Fedora uses Wayland as a display driver by default and while fractional scaling has been available for several releases now, it is sadly still not considered mature enough to be offered in the system settings. It needs to be enabled manually through a simple terminal command:
gsettings set org.gnome.mutter experimental-features "['scale-monitor-framebuffer']"
Once done we get extra scaling options at: 125%, 150% and 175%. For me 125% is ideal and seems perfectly stable.

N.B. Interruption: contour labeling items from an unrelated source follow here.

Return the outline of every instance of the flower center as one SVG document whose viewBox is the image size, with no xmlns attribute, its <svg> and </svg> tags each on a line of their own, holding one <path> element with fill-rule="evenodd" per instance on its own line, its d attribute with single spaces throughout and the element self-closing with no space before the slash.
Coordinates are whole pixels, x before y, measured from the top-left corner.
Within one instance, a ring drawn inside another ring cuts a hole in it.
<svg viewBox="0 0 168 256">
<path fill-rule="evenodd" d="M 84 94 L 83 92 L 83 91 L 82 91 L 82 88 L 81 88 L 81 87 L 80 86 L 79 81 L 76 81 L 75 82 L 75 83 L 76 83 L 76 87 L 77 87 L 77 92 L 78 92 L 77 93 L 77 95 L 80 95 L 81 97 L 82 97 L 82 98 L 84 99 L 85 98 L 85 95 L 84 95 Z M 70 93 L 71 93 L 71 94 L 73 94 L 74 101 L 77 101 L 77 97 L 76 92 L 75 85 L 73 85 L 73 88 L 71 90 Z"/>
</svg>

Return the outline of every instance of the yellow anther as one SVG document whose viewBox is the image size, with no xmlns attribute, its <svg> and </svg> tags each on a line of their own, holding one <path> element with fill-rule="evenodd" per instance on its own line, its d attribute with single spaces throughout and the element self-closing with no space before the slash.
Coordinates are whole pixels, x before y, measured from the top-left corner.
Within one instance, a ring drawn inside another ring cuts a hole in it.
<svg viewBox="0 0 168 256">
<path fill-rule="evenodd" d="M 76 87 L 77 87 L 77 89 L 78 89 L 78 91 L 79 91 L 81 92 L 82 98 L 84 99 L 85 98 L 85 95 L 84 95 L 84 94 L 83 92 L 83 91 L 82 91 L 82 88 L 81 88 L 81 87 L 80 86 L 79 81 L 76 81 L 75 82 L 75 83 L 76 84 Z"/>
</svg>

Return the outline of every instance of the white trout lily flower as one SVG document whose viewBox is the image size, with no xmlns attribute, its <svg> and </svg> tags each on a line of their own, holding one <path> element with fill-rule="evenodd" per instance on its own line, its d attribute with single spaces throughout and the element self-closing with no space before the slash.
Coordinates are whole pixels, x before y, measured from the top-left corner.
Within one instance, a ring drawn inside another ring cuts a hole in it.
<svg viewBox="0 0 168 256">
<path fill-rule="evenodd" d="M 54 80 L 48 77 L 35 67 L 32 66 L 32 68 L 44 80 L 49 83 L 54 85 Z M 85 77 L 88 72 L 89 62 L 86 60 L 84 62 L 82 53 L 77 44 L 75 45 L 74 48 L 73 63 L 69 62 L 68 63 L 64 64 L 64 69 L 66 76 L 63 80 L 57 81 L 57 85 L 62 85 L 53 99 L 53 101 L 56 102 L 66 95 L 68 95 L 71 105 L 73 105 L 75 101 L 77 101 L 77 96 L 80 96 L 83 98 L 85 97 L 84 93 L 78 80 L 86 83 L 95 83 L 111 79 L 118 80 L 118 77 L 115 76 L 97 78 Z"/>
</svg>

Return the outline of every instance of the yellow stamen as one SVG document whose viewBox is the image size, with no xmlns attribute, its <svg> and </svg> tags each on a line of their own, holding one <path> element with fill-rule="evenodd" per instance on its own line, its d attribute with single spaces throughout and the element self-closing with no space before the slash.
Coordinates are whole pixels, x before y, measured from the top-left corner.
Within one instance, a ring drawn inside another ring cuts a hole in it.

Release 33 in many ways reflects what we’ve come to expect from fedora. It boldly adopts newer and sometimes controversial technologies. It’s default setup is basic and devoid of any extras. It’s the closest thing to a pure Gnome experience. The new welcome app seems to suggest they’re aiming to be more accessible to the masses but as long as we don’t get an edition that includes restricted extras it will be a hard sell. The state of the software center was my biggest disappointment. RPMs seem to have taken a backseat and content wasn’t fully loading. Will I upgrade my installation to version 33. Probably yes. The support cycle basically forces me to do so. For me, Gnome still offers the best touch based desktop experience on Linux and fedora is a good base for that. Now, please excuse me, I need to go fix my boot loader!